On July 12, South Korea’s ruling party, the People’s Power Party, officially proposed delaying the country’s tax on crypto trading profits. The party noted that current sentiment towards crypto assets was deteriorating and stated that imposing taxes on virtual assets quickly is “not advisable at this time.”
The proposal argued that with higher risks in crypto compared to stocks, investors might leave the market if income tax is imposed on crypto gains. Originally, the crypto gains tax was set to start on January 1, 2025. If approved, the tax implementation will be postponed to January 1, 2028.
Election Campaign Promise
As part of their campaign for South Korea’s general elections in April, the People’s Power Party promised to delay the crypto gains tax by two years. On February 19, the party stressed the need for a general crypto framework before starting taxation. They believe taxing crypto should only happen once a proper system is established.

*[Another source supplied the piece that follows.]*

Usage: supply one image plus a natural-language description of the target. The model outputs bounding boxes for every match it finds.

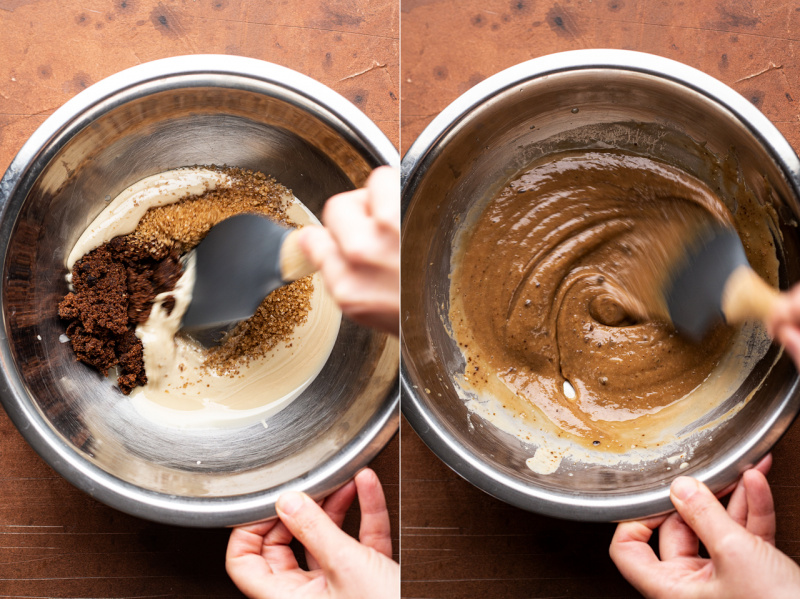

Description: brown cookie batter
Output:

A representative highlighted that unlike the stock exchange, no entities oversee crypto transactions. The party believes it is necessary to spend two years developing a regulatory system for crypto.
South Korea’s History of Delayed Implementation
Local media, The Korea Economic Daily, noted that the plan to tax crypto gains was initially set for 2021. Due to backlash from industry leaders and stakeholders, the government postponed it to 2023, and then again to January 1, 2025, to protect investor interests. If the new proposal passes, the crypto gains tax will be delayed by nearly seven years from its original schedule.
In South Korea, investors must pay a 20% capital gains tax if their annual gains exceed 2.5 million won (approximately $1,800). This threshold is much lower than for stocks, where only gains exceeding 50 million won (about $36,000) are taxed.